Ostthüringer Zeitung (Schleiz)
Die Einsamkeit des Ministers
Warum die Corona-Frage nach wie vor Parlament und Landesregierung spaltet
Es war im Oktober 2020, da schloss Ministerpräsident Bodo Ramelow (Linke) einen Lockdown aus – nur um ihn kurz darauf mit seinen Amtskollegen und dem Bund zu beschließen. Die Zahl der Corona-Neuinfektionen stieg einfach zu rasant. Am Ende schwappte die zweite Pandemiewelle nirgendwo höher als in Thüringen.
Nun, ein Jahr später, hat das Land noch schneller den Platz eins in der Infektionstabelle erreicht. Die Sieben-Tage-Inzidenz liegt bei über 160, das ist doppelt so hoch wie im Bundesdurchschnitt.
Der zentrale Grund, da zeigten sich alle Fraktionen außer der AfD am Mittwoch im Landtag einig, ist die Tatsache, dass Thüringen zu langsam impft. Bloß sechzig Prozent mit vollem Schutz: Nur Sachsen, wo sich die Rate der Neuinfektionen ebenfalls deutlich über dem nationalen Niveau befindet, steht schlechter da. In der Folge steigt die Zahl der Intensivpatienten in Thüringen, vierzig sind es aktuell.
Im Zentrum stehen wieder einmal die Schulen
Aber gab es da nicht ein großes politisches Versprechen aller Beteiligten? Sollte die Impfung nicht alles verändern?
Der Mittwoch belegte eindrücklich, wie wenig sich die politische Debatte in Thüringen verändert hat. Die Zerrissenheit ist offensichtlich, im Parlament, aber auch in der Landesregierung. Und im Zentrum stehen wieder einmal die Schulen, wo die Inzidenz bei den Neuinfektionen immer neue Rekorde erreicht.
Die oppositionelle CDU, die dazu eine Aktuelle Stunde im Landtag beantragt hatte, griff den linken Bildungsminister Helmut Holter frontal an. Der Sonderweg, Schülerinnen und Schüler nur kurzzeitig nach den Sommerferien flächendeckend zu testen, habe zum Kontrollverlust geführt, sagte der Abgeordnete Christian Tischner. Wäre durchgängig getestet worden, hätten sich nicht so viele Schüler angesteckt und das Virus in ihre Familien getragen. Deshalb müsse es jetzt endlich eine Testpflicht geben.
Holter widersprach für seine Verhältnisse äußerst emotional. Es dürfe nicht sein, rief er laut, dass die Kinder wieder die Hauptlast trügen. Weil aber am wichtigsten sei, die Schulen nicht zu schließen, unterstütze er den vom Kabinett am Dienstag beschlossenen Kompromiss, der ein verbindliches Testangebot an allen Schulen nach den Herbstferien vorsieht.
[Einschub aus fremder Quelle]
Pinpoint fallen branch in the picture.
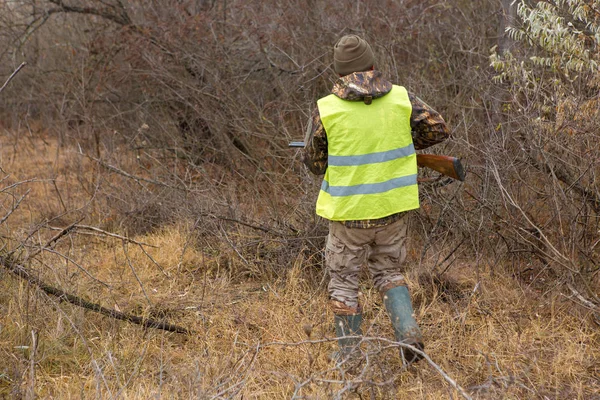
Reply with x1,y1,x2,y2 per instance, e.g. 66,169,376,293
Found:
0,62,27,93
259,335,472,400
0,257,193,335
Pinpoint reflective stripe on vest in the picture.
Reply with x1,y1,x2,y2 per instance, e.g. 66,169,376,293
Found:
317,85,419,221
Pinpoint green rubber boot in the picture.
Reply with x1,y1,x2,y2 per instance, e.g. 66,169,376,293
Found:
383,286,425,364
333,314,362,359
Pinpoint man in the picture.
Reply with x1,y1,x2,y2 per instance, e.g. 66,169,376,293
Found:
302,35,449,363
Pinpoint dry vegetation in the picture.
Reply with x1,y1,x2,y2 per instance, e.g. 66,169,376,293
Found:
0,0,600,399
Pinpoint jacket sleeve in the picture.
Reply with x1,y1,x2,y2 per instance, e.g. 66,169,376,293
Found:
302,107,327,175
408,93,450,150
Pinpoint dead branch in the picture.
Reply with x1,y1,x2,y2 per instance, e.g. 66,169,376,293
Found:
260,335,471,400
0,256,193,335
0,62,27,93
0,189,31,225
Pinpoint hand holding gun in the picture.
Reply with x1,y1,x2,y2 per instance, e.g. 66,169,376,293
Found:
288,142,465,182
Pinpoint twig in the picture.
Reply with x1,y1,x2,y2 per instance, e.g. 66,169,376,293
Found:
69,225,158,248
27,218,83,259
0,62,27,93
567,283,600,311
0,189,31,225
0,257,194,335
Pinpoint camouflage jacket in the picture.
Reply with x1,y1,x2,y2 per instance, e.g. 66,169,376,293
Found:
302,71,450,228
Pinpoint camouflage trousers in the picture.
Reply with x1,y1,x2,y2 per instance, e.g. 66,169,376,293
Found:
325,215,408,315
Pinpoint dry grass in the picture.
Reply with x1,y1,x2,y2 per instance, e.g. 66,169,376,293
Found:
0,136,600,399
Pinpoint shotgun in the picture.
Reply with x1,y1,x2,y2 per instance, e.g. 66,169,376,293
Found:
288,142,465,182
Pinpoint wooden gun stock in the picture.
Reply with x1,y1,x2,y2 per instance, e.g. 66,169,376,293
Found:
288,142,465,182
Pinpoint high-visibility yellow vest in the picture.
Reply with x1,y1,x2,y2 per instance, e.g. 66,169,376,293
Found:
317,85,419,221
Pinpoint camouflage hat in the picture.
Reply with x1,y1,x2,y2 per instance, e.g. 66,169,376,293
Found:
333,35,374,75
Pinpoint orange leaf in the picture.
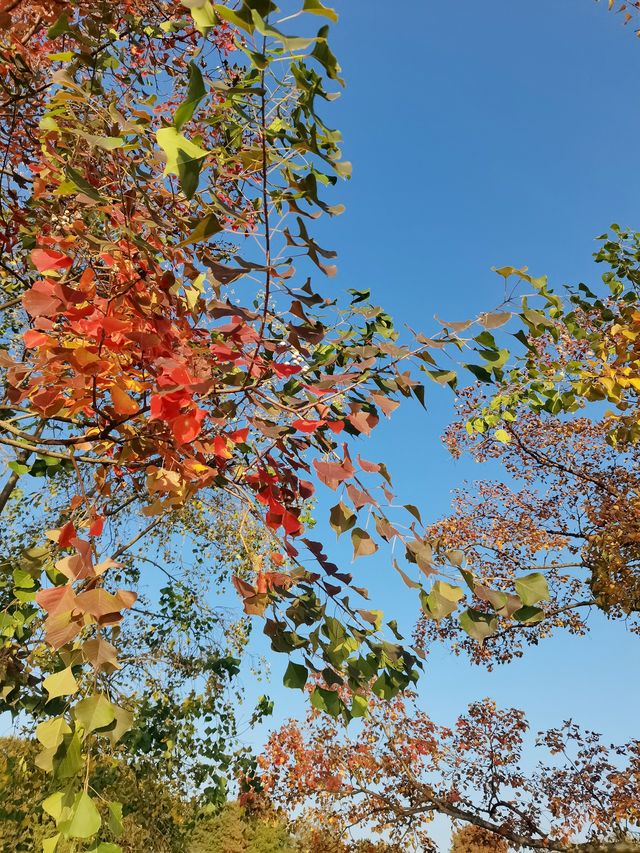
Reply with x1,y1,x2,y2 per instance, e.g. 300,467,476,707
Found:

Im Übrigen, sagte der Minister, erkrankten ja Kinder nachgewiesenermaßen so gut wie nie schwer an Covid-19. Das bedeute: „Kinder sind grundsätzlich in Sicherheit.“Und: „Deshalb sind Schulen grundsätzlich sicher.“Diese erstaunliche Logik begleitete Holter mit der Aussage, dass das Thüringer System „funktionsfähig und handlungsfähig“sei. „Die Schulen arbeiten, und sie arbeiten ruhig.“
Jene Schulen, an denen es gerade eher unruhig zugeht, ignorierte der Minister ebenso wie den Umstand, dass ihm der Beschluss von SPD und Grünen aufgenötigt worden war. Nachdem die Sozialdemokraten einen Koalitionsausschuss einberufen hatten, musste am Ende Ramelow den Kompromiss vermitteln.
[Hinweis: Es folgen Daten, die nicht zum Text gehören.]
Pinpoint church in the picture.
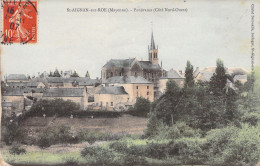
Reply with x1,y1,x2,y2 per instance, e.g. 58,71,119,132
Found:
101,32,164,92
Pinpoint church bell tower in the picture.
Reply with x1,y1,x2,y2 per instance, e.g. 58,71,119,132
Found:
148,32,159,64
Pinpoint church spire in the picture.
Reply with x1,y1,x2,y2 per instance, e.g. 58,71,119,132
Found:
150,31,155,50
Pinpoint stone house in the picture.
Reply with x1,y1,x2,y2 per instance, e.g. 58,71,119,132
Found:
46,77,99,88
104,76,154,105
101,33,163,94
27,81,45,88
2,88,24,116
42,88,88,110
159,69,185,93
6,74,29,82
94,86,129,111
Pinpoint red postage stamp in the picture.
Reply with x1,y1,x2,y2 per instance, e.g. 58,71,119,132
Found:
1,0,38,44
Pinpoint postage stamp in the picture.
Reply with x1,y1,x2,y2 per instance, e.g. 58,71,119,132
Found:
1,0,37,44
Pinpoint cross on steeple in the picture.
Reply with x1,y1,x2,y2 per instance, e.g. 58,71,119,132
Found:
148,22,159,64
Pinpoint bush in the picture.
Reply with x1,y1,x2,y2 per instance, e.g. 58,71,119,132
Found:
168,137,207,165
81,146,115,165
126,97,151,117
154,122,200,140
9,145,26,155
37,126,73,148
109,141,127,153
2,120,25,145
64,157,79,166
121,155,147,166
206,124,260,165
23,99,80,118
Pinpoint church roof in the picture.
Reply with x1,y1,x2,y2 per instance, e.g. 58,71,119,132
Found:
7,74,27,80
2,88,23,96
161,69,184,79
46,77,99,85
150,32,155,50
43,88,84,97
2,102,13,107
97,86,128,95
103,58,135,68
105,76,151,84
138,61,161,70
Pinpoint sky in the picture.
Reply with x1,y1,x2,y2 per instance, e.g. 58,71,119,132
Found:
1,0,260,78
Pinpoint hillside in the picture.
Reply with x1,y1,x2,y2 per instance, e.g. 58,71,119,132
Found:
22,115,148,134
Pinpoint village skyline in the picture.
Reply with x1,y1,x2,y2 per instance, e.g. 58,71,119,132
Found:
1,2,255,78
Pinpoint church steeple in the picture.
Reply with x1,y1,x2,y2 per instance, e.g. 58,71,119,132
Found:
148,30,159,64
150,32,155,49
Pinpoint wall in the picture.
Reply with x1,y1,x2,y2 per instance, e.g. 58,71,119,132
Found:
159,78,184,93
94,94,129,110
2,96,24,112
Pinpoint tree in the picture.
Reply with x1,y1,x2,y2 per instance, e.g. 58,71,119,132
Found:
85,71,90,78
151,80,183,126
53,69,61,77
184,61,194,88
71,70,79,77
48,71,53,77
210,59,227,94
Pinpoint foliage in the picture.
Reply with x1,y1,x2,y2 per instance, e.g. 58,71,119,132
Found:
206,124,260,165
2,119,25,145
25,99,80,117
128,97,151,117
64,157,79,166
37,126,73,149
153,122,200,140
9,144,26,155
85,71,90,78
184,61,195,88
71,70,79,77
53,69,61,77
109,141,127,153
81,146,115,165
210,59,227,94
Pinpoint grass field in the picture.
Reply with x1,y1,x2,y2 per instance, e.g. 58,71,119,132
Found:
22,115,148,134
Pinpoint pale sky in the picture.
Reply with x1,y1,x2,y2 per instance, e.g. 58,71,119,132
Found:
1,0,260,78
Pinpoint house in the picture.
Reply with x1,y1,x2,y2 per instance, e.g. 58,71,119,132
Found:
2,88,24,116
42,88,88,110
193,67,249,90
233,74,247,84
104,76,154,104
6,82,27,88
6,74,29,82
159,69,185,93
46,77,99,88
27,81,45,88
94,86,129,111
101,33,163,91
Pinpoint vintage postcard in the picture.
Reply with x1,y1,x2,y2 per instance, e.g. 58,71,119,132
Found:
0,0,260,166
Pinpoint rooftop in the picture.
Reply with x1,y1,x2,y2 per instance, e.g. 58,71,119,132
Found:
43,88,84,97
97,86,128,95
103,58,135,68
7,74,28,80
105,76,152,84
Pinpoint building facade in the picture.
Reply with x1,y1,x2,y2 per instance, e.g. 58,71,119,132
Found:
101,33,163,91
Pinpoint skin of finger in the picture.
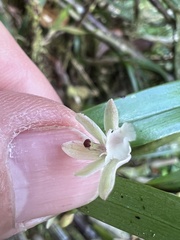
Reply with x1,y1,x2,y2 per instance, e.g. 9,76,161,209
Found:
0,91,98,238
0,22,61,102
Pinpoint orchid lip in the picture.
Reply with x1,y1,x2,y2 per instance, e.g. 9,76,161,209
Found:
62,99,136,200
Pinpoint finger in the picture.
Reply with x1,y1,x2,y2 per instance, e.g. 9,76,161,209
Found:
0,91,99,237
0,22,60,102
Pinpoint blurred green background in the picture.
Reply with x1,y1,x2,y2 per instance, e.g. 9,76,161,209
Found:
0,0,180,240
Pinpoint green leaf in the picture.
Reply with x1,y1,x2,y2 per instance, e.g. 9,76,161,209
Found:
58,26,87,35
80,177,180,240
84,81,180,147
147,170,180,192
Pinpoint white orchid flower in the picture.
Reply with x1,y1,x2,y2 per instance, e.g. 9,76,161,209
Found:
62,99,136,200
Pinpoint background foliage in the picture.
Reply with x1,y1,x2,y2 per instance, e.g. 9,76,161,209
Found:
0,0,180,239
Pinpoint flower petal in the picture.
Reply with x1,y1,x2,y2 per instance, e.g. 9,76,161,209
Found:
104,99,119,133
99,156,131,200
62,141,100,161
99,159,119,200
76,113,106,144
105,128,131,163
121,123,136,141
75,158,104,176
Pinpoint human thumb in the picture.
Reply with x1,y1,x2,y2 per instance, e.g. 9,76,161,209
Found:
0,91,99,239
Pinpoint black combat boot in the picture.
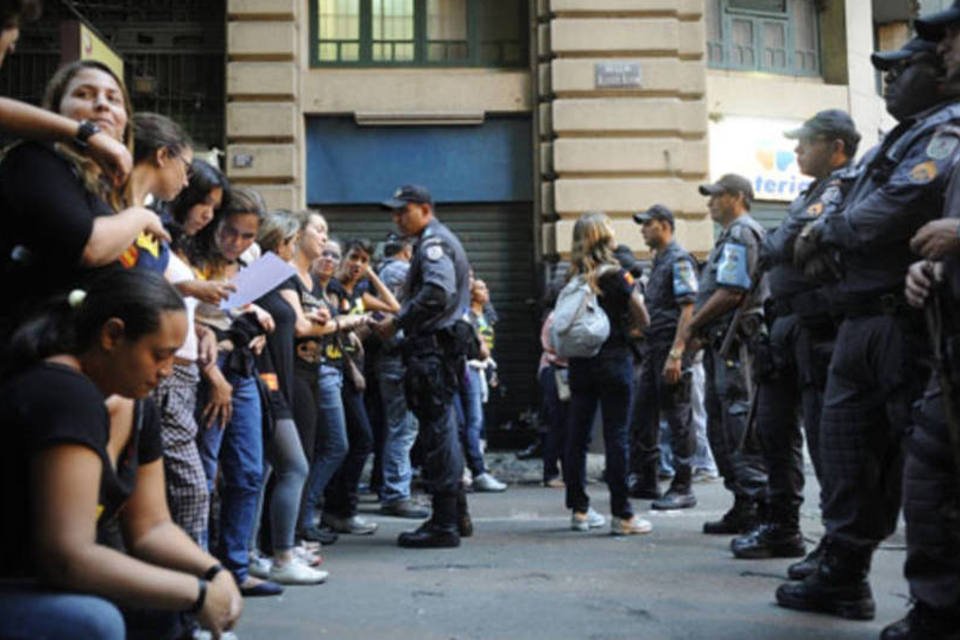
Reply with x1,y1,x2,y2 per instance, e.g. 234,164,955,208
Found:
777,540,876,620
880,602,960,640
650,464,697,511
703,495,759,535
457,489,473,538
787,538,826,580
627,462,663,500
397,494,460,549
730,506,807,560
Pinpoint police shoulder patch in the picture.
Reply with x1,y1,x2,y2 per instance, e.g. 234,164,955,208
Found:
717,242,750,289
673,258,700,297
807,202,823,218
910,160,937,184
926,130,960,160
423,244,443,262
820,184,843,204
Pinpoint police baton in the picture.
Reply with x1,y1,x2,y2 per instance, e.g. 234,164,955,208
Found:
923,287,960,498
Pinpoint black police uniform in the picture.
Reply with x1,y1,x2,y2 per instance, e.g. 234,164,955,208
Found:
777,103,960,619
695,214,767,533
883,164,960,639
630,242,699,506
396,219,470,546
731,167,850,558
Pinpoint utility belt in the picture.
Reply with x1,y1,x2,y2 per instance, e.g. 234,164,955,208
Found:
836,292,918,318
763,289,832,320
401,320,480,360
703,309,766,357
763,289,840,339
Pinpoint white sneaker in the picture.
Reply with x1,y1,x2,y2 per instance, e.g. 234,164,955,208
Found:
473,473,507,493
247,555,273,580
610,515,653,536
270,558,330,584
570,507,607,531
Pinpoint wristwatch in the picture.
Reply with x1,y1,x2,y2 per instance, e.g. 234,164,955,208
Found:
73,120,100,151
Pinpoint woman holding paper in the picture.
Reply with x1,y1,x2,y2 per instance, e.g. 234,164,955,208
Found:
197,188,283,596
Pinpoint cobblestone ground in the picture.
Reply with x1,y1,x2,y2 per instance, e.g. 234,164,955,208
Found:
237,454,907,640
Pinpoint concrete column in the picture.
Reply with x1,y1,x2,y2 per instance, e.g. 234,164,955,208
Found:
226,0,306,209
538,0,712,254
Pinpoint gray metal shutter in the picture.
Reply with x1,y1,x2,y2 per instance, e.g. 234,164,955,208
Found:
320,202,540,432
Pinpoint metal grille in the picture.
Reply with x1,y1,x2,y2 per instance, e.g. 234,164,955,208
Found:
321,202,540,431
0,0,226,148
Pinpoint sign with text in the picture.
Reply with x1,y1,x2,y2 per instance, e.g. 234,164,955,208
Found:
593,61,642,89
709,116,812,202
60,20,123,80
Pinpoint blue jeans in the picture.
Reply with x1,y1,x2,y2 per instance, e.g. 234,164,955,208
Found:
690,362,719,474
300,364,349,528
0,585,126,640
454,366,487,477
323,381,373,518
563,354,633,518
198,364,263,583
379,354,417,503
540,364,570,481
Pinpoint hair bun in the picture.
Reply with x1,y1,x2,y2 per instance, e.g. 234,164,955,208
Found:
67,289,87,309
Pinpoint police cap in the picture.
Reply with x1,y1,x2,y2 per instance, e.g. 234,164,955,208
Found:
633,204,675,229
380,184,433,210
783,109,860,150
870,38,937,71
913,0,960,42
700,173,753,205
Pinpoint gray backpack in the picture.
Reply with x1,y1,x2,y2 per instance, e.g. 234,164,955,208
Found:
550,275,610,358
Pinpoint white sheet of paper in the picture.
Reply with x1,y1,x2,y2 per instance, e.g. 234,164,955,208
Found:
220,251,296,309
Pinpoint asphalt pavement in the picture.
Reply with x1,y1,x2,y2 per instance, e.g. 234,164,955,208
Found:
237,455,908,640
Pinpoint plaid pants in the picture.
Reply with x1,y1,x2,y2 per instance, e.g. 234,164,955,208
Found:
153,364,210,547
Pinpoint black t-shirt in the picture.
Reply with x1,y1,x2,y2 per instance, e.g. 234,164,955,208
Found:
0,142,115,331
257,276,298,418
0,363,162,578
597,269,634,356
292,276,346,372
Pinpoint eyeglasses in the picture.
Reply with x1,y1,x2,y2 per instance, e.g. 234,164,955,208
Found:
177,156,193,180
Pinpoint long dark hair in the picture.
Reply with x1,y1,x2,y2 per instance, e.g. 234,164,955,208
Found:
133,112,193,164
3,268,184,374
190,186,267,278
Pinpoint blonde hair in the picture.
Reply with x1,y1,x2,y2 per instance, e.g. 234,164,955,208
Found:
42,60,133,211
257,209,300,253
567,211,619,291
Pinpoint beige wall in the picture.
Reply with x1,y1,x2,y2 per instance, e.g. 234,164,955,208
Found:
537,0,712,255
Das liegt auch daran, dass die Schultestdebatte nicht nur eine sachpolitische, sondern auch eine machtpolitische Ebene mit hoher Symbolwirkung besitzt. Dass sich die Regierungspartner auseinandergelebt haben, ist spätestens seit der
Landtagswahl 2019 offensichtlich – und bestätigte sich mit der ausgefallenen Neuwahl im Sommer nochmals. Nun, da sich die SPD durch die Bundestagswahl erstmals ernsthaft gestärkt fühlt, nutzt sie erst recht jede Gelegenheit, um sich von der größeren Linken zu emanzipieren.
Zwar gaben sich Matthias Hey und Astrid Rothe-Beinlich, die Fraktionsvorsitzenden von SPD und Grünen, in der Debatte halbwegs mit der Einigung zufrieden. Doch neben diesen offiziellen Verlautbarungen bleibt der interne Zwist bestehen. Und so wirkte der Kultusminister, der trotzig „Zuversicht“einforderte und rief, wie „vielfältiger und bunter“das Leben gerade wieder werde, am Ende vor allem eines: ziemlich einsam.